Add CSV support to utxo_convert.py (formerly utxo_to_sqlite.py) #34324

pull sipa wants to merge 4 commits into bitcoin:master from sipa:202601_dumpcsv changing 5 files +668 −233
  1. sipa commented at 9:37 pm on January 16, 2026: member

    This renames the utxo_to_sqlite.py script to utxo_convert.py, and:

    • Adds support for multiple output formats selectable with --format (default depends on filename extension).
    • Adds a CSV format (which includes reporting the scriptPubKey as address/descriptor).
    • Makes type checkers and linters happier.

    The goal is giving users a way to construct the UTXO set in a textual, greppable format.

  2. DrahtBot commented at 9:37 pm on January 16, 2026: contributor

    The following sections might be updated with supplementary metadata relevant to reviewers and maintainers.

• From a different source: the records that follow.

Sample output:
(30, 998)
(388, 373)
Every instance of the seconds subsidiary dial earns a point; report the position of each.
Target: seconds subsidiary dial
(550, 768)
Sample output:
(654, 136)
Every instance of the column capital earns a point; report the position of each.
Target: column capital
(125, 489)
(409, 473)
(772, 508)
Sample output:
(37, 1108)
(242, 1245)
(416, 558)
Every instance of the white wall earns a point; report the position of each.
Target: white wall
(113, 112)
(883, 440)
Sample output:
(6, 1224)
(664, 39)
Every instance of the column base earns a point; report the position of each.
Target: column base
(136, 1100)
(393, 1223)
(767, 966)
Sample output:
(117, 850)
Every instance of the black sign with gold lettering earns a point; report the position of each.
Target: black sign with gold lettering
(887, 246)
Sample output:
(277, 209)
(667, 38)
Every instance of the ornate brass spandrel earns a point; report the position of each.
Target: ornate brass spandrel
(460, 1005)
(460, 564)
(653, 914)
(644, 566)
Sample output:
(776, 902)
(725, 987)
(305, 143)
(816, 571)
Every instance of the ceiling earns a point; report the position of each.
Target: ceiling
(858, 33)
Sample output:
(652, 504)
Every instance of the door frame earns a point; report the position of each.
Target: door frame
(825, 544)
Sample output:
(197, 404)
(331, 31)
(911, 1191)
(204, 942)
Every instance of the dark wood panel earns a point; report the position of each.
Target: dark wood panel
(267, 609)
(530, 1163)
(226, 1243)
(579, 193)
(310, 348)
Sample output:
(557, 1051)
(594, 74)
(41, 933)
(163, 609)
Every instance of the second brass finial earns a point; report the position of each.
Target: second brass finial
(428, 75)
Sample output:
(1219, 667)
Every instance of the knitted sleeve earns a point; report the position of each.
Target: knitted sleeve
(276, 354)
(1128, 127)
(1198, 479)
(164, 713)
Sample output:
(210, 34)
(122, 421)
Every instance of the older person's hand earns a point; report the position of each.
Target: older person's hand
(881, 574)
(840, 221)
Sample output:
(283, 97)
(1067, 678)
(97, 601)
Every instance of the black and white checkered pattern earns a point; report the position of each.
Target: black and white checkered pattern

    Code Coverage & Benchmarks

    For details see: https://corecheck.dev/bitcoin/bitcoin/pulls/34324.

    Reviews

    See the guideline for information on the review process.

    Type Reviewers
    Concept ACK nervana21

    If your review is incorrectly listed, please copy-paste <!–meta-tag:bot-skip–> into the comment that the bot should ignore.

    Conflicts

    No conflicts as of last run.

    LLM Linter (✨ experimental)

    Possible typos and grammar issues:

    • “refer to the module docstring on top of the script” -> “refer to the module docstring at the top of the script” [“on top of the script” is nonstandard; “at the top of the script” is clearer and correct English]

    2026-03-12 13:42:27

  3. in contrib/utxo-tools/utxo_to_csv.py:66 in 34b9bc172a
    61+
    62+def byte_to_base58(b, version):
    63+    "Compute the Base58Check encoding of an input byte array with given version."""
    64+    result = ''
    65+    b = bytes([version]) + b  # prepend version
    66+    b += hashlib.sha256(hashlib.sha256(b).digest()).digest() # append checksum
    



    sipa commented at 11:43 pm on January 16, 2026:
    Done!
  4. in contrib/utxo-tools/utxo_to_csv.py:204 in 34b9bc172a
    199+def scriptpubkey_to_descriptor(spk, network_string):
    200+    """Infer a descriptor for the specified scriptpubkey."""
    201+    if len(spk) == 25 and spk[0] == 0x76 and spk[1] == 0xa9 and spk[2] == 20 and spk[23] == 0x88 and spk[24] == 0xac:
    202+        return "addr(" + byte_to_base58(spk[3:23], P2PKH_VERSIONS[network_string]) + ")"
    203+    if len(spk) == 23 and spk[0] == 0xa9 and spk[1] == 20 and spk[22] == 0x87:
    204+        return "addr(" + byte_to_base58(spk[1:21], P2SH_VERSIONS[network_string]) + ")"
    


    l0rinc commented at 10:38 pm on January 16, 2026:

    based on https://github.com/bitcoin/bitcoin/blob/fa942332b40c97375af0722f32f7575bca3af819/src/script/solver.cpp#L149 we need to skip the second element as well:

    0        return "addr(" + byte_to_base58(spk[2:22], P2SH_VERSIONS[network_string]) + ")"
    

    sipa commented at 11:43 pm on January 16, 2026:
    Fixed, thanks.
  5. in contrib/utxo-tools/utxo_to_csv.py:217 in 34b9bc172a outdated
    212+    if multi is not None:
    213+        keys, m = multi
    214+        return f"multi({m}," + ",".join(key.hex() for key in keys) + ")"
    215+    return "raw(" + spk.hex() + ")"
    216+
    217+def read_varint(f):
    


    l0rinc commented at 10:41 pm on January 16, 2026:
    I understand if we don’t want to dedup across test and helpers, but can we do that inside the same “UTXO” tools? #32116 (comment)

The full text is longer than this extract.